Sur les conclusions à fin d’annulation :
4. Aux termes de l’article 8 de la convention européenne de sauvegarde des droits de l’Homme et des libertés fondamentales : « 1. Toute personne a droit au respect de sa vie privée et familiale, de son domicile et de sa correspondance. 2. Il ne peut y avoir ingérence d’une autorité publique dans l’exercice de ce droit que pour autant que cette ingérence est prévue par la loi et qu’elle constitue une mesure qui, dans une société démocratique, est nécessaire à la sécurité nationale, à la sûreté publique, au bien-être économique du pays, à la défense de l’ordre et à la prévention des infractions pénales, à la protection de la santé ou de la morale ou à la protection des droits et libertés d’autrui. ». Aux termes de l’article 3-1 de la convention internationale relative aux droits de l’enfant signée à New York le 26 janvier 1990 : « Dans toutes les décisions qui concernent les enfants, qu’elles soient le fait d’institutions publiques ou privées de protection sociale, des tribunaux, des autorités administratives ou des organes législatifs, l’intérêt supérieur de l’enfant doit être une considération primordiale. ».
5. M. A, en soutenant être entré en France au mois de janvier 2023, se prévaut d’une ancienneté de résidence sur le territoire français de seulement un an et six mois à la date de l’arrêté attaqué. En outre, si le requérant indique être marié avec une ressortissante française, il ne l’établit pas, le certificat produit fait état d’un mariage célébré le 31 août 2024, soit postérieurement à la date de l’acte litigieux. Il ne démontre pas davantage l’existence de liens anciens, intenses et stables avec sa concubine.
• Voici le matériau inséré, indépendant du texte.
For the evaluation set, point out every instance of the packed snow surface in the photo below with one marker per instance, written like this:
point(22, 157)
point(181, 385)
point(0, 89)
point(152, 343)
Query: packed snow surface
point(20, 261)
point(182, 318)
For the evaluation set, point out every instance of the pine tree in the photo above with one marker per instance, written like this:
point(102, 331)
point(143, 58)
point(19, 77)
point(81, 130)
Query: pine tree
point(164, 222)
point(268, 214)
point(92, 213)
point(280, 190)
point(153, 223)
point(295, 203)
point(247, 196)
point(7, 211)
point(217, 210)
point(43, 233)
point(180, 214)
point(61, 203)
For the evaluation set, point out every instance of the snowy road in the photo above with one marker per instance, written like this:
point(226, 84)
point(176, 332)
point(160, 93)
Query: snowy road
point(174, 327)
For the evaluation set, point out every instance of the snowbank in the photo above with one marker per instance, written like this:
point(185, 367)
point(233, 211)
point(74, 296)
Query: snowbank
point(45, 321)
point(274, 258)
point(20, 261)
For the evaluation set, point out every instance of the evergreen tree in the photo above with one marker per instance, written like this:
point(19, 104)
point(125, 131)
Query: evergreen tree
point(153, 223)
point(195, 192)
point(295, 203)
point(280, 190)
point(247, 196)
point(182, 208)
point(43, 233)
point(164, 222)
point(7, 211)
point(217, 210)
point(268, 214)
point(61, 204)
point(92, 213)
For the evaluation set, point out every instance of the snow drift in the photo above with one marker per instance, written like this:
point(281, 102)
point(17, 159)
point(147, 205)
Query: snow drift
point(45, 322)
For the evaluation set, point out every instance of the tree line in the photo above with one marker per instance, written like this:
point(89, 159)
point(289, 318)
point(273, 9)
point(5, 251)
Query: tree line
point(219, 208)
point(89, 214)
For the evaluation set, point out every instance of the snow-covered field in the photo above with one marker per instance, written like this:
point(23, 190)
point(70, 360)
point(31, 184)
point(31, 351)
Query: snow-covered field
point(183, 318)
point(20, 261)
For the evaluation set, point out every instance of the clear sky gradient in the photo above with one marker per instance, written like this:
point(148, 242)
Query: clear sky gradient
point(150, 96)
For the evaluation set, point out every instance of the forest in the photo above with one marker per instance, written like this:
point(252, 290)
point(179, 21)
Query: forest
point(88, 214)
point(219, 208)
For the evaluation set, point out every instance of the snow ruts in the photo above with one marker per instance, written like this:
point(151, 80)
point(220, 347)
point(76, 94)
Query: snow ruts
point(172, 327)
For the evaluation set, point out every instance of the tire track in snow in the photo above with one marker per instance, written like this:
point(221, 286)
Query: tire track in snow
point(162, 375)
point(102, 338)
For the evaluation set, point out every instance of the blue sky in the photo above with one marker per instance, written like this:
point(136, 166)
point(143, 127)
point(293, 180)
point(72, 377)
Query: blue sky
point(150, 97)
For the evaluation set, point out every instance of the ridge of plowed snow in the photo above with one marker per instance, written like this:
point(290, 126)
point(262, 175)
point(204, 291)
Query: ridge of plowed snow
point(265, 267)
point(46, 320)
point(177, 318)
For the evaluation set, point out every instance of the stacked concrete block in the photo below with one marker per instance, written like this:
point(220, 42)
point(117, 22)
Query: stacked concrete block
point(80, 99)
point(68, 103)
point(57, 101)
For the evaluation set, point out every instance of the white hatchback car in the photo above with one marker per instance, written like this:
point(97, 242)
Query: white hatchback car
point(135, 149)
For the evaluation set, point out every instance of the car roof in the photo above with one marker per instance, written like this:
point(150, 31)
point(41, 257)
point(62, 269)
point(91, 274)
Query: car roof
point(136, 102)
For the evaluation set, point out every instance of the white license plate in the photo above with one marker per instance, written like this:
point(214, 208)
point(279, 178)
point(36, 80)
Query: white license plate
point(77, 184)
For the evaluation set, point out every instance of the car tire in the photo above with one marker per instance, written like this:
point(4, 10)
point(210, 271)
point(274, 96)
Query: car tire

Par ailleurs, M. A est sans enfant à charge. L’intéressé ne justifie pas d’une insertion particulière à la société française, notamment professionnelle. Au contraire, il ressort des termes de l’arrêté du 22 juillet 2024, qu’il a été interpelé et placé en garde à vue le 22 juillet 2024 pour des faits de conduite d’un véhicule sans permis de conduite et pour défaut d’assurance. La circonstance qu’il soit convoqué à une audience pénale le 24 juin 2025 est sans incidence sur la légalité de l’arrêté en litige dès lors qu’il ne démontre pas qu’il ne pourrait pas y être représenté. Dans ces conditions, le requérant n’est pas fondé à soutenir que le préfet a porté atteinte à sa vie privée et familiale. Dès lors, les moyens tirés de la méconnaissance de l’article 8 de la convention européenne de sauvegarde des droits de l’Homme et des libertés fondamentales et de l’article 3-1 de la convention internationale relative aux droits de l’enfant ne peuvent qu’être écartés.
6. Il résulte de ce qui précède que la requête de M. A doit être rejetée.
D E C I D E :
Article 1er : La requête de M. A est rejetée.
Article 2 : Le présent jugement sera notifié à M. B A et au préfet du Val-d’Oise.
Délibéré après l’audience du 2 avril 2025, à laquelle siégeaient :
M. Ouillon, président,
M. Louvel, premier conseiller,
Mme Colin, première conseillère.
Rendu public par mise à disposition au greffe le 16 avril 2025
La rapporteure,
signé
C. ColinLe président,
signé
S. Ouillon La présidente,
signé
C. Bories La greffière,
signé
S. Lefèbvre
La République mande et ordonne au préfet du Val-d’Oise ce qui le concerne ou à tous commissaire de justice à ce requis en ce qui concerne les voies de droit commun contre les parties privées, de pourvoir à l’exécution de la présente décision.